Serum ferritin in stroke: a marker of increased body iron stores or stroke severity?

To evaluate the effect of body iron stores on the vulnerability of the brain to ischemia, a focal permanent brain ischemia was induced by photothrombotic occlusion of cortical vessels in rats with or without chronic treatment with iron dextran (25 mg iron/kg, every other day for 20 days, intraperitoneally). Iron dextran induced systemic iron overload as evidenced by high ferritin (Ft) ( x 5) and total iron levels ( x 3) in serum as well as increased Ft expression in the liver and heart. Conversely, neither serum free iron levels nor Ft expression in the brain were changed by iron dextran. Finally, infarct volume was not modified by iron dextran.
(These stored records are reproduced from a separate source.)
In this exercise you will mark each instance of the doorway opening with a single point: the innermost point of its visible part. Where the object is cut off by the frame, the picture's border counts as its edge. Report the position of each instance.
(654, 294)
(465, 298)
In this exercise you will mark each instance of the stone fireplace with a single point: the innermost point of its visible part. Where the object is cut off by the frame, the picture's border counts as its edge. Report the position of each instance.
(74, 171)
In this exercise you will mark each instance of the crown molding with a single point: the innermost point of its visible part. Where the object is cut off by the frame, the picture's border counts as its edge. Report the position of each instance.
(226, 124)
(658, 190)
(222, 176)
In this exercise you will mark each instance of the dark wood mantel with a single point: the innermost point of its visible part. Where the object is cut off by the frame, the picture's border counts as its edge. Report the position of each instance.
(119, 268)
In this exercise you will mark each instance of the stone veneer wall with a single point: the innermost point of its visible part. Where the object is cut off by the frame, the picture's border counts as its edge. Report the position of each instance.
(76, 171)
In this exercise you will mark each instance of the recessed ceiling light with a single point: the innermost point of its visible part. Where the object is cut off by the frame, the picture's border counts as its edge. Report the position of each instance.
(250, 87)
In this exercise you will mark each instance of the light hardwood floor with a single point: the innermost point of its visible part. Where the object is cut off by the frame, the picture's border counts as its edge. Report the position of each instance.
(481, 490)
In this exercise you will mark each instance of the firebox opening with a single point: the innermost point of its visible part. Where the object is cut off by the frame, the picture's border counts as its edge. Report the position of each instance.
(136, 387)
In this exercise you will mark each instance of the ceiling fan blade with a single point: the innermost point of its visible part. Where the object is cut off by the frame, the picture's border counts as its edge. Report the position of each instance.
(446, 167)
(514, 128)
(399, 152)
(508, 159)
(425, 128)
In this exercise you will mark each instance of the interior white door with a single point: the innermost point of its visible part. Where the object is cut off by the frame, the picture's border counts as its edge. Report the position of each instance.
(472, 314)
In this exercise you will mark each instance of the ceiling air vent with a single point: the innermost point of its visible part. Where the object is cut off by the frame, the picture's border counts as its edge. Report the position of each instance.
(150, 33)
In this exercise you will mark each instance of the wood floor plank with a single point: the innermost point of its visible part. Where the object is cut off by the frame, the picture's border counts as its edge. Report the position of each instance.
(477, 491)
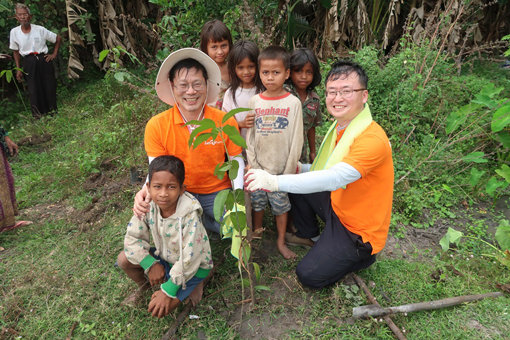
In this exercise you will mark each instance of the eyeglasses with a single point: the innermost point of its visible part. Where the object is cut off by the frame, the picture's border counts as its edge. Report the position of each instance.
(346, 93)
(183, 87)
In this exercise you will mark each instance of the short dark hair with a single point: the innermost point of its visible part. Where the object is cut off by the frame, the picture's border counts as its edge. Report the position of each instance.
(344, 68)
(21, 6)
(188, 64)
(276, 53)
(299, 58)
(171, 164)
(215, 31)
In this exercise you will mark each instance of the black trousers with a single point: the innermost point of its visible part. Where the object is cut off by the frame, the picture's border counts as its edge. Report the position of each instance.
(41, 83)
(337, 252)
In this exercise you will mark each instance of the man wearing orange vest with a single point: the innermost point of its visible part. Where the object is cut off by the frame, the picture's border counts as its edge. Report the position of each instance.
(349, 186)
(187, 80)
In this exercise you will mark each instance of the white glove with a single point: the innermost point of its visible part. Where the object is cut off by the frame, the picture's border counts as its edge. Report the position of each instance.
(257, 179)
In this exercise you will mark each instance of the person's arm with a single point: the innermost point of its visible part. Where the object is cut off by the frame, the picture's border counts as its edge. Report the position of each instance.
(311, 143)
(50, 57)
(331, 179)
(17, 60)
(295, 139)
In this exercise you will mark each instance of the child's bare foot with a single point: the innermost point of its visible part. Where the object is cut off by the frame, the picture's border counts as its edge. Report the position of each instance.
(286, 252)
(196, 294)
(257, 233)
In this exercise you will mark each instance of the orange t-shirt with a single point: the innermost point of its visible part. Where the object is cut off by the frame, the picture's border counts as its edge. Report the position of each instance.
(364, 206)
(166, 134)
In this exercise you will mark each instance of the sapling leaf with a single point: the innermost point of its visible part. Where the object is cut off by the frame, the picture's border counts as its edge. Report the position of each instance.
(203, 125)
(501, 118)
(505, 258)
(504, 172)
(256, 270)
(229, 202)
(233, 112)
(476, 157)
(451, 236)
(246, 254)
(234, 168)
(492, 185)
(219, 204)
(457, 118)
(503, 234)
(475, 176)
(234, 135)
(201, 138)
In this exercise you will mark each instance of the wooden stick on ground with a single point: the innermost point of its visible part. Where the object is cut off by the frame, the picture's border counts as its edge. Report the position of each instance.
(398, 333)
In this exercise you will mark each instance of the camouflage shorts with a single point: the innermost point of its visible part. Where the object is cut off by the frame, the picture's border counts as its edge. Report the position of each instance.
(279, 201)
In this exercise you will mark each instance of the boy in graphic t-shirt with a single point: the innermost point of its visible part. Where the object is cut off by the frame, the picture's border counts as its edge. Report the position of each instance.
(275, 142)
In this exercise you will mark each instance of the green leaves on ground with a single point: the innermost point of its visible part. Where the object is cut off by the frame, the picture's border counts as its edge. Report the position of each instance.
(502, 236)
(476, 157)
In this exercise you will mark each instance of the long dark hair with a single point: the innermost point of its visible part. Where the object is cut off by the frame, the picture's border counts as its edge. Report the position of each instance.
(299, 58)
(243, 49)
(215, 31)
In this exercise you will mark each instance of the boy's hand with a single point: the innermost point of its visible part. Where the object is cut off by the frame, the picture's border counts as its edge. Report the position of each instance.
(312, 156)
(160, 305)
(13, 147)
(142, 200)
(156, 274)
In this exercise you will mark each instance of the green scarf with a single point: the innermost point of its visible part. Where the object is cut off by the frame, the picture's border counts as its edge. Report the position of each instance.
(331, 154)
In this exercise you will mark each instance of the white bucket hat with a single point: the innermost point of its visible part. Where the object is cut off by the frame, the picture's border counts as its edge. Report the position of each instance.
(213, 74)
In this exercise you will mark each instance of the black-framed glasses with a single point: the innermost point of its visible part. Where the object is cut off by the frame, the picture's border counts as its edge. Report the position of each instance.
(346, 93)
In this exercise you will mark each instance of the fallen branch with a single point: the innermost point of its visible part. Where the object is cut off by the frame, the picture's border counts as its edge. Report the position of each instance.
(376, 310)
(69, 336)
(398, 333)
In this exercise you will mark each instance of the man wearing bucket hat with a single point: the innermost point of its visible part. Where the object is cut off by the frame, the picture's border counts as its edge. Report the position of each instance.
(187, 80)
In addition, induction of ischemia in rats treated with FeCl(3) (560 microg iron/kg, intravenously) as a means of increasing serum free iron levels during the ischemic period did not enlarge infarct volume. We then explored the effect of brain ischemia itself on serum Ft by measuring serum Ft before and after induction of brain ischemic insults with different neurologic outcomes in rats (brain embolization with microspheres, photothrombotic occlusion of cortical vessels, four-vessel occlusion). Serum Ft levels were found higher at day 1 after ischemia than before ischemia only in rats subjected to the most severe insult (brain embolization). In conclusion, our study showed that increased body iron stores do not increase the vulnerability of the brain to ischemia and that brain ischemia, if severe, results in the elevation of serum Ft levels.